The Indians, led by captain Sourav Ganguly, will play five One-day matches and three Tests against the Pakistani squad led by captain Inzamamul Haq during the tour, due to begin on March 10.
Security concerns and pre-election politics in India clouded the tour at one stage, but Indian Prime Minister Atal Behari Vajpayee finally gave the go-ahead.
Encounters on the cricket and hockey fields between the two countries have always reflected their political animosities, but the climate has dramatically changed after mutual confidence-building measures in recent months.
"This will just be a game of cricket; they are not going into war," Ahmad said, underlining the expected diplomatic gains for peace movement between the two countries.
"I am confident the event will boost the unfolding normalization process. The cricket diplomacy will no doubt pay good results in the quest for a new era of peace in relations," the Minister said.
The Government has meticulously set the stage, making comprehensive "foolproof" security arrangements in consultation with a four-member Indian delegation that visited Pakistan recently.

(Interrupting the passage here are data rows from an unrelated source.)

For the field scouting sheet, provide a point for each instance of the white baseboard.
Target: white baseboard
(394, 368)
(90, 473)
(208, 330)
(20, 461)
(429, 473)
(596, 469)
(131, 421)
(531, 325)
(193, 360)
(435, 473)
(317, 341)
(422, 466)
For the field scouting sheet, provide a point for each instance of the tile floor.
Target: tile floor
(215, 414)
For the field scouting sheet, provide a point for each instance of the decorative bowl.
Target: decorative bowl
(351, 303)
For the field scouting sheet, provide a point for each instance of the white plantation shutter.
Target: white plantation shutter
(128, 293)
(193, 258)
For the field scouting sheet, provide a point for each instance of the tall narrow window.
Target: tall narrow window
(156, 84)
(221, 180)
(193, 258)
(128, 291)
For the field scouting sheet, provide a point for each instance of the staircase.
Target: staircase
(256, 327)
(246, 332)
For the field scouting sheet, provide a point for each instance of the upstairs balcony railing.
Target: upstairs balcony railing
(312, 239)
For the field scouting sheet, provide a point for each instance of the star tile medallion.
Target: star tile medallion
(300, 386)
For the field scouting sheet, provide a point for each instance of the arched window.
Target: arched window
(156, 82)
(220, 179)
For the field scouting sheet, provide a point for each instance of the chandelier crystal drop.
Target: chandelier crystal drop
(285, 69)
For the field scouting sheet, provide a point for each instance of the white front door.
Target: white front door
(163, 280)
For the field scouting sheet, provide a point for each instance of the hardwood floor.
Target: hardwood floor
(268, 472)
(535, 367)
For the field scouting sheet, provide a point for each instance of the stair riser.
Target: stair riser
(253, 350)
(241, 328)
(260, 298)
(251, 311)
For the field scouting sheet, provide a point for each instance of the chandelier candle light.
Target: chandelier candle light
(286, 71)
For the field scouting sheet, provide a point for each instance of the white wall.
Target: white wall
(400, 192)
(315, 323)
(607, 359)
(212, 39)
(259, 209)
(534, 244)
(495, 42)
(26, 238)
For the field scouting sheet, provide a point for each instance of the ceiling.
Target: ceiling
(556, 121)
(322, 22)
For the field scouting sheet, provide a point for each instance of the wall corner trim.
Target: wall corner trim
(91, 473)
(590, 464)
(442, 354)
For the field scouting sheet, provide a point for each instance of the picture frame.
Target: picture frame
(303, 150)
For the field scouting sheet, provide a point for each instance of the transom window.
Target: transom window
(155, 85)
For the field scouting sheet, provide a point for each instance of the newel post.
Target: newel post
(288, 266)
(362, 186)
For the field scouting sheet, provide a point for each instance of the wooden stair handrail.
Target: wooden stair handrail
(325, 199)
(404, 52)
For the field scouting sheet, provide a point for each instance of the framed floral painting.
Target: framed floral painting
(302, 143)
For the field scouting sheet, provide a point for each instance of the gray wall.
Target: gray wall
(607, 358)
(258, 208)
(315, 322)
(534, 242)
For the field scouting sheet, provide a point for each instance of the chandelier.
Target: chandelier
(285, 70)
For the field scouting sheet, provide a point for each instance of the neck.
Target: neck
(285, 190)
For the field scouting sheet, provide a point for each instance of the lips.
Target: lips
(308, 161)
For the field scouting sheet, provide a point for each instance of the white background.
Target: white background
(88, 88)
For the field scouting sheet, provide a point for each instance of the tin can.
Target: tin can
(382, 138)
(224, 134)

A liberalized visa policy has been adopted to enable several thousand Indian fans to watch the matches, many of them expected to avail of the restored bus and air links between the two countries.
"This series must go ahead. It must go ahead because the objective of this series is to restore a degree of normalization to India-Pakistani relations," said Najam Sethi, political analyst and editor of a leading political magazine.
"If it succeeds in building confidence and trust and goes without mishap, that will be really wonderful," he said.
"The objective is to promote normalization and we hope there will be no hitches, and if any problem arises it will be overcome by the two countries to keep the peace process on track."
Another analyst, Mohammad Afzal Niazi, said cricket diplomacy would certainly have an impact but much more would be needed to turn a new leaf in relations.
"It will certainly create an atmosphere for peace but the real test will come when the diplomats get together in May or June," Niazi said.
Pakistan and India agreed last month to a timeframe and schedule for a composite dialogue to discuss a host of disputes topped by the issue of Kashmir, the Himalayan divided between the two and claimed by both.
"Cricket fans should hope that those talks should go well otherwise they could once again face a long drought of India-Pakistan cricket," Niazi said.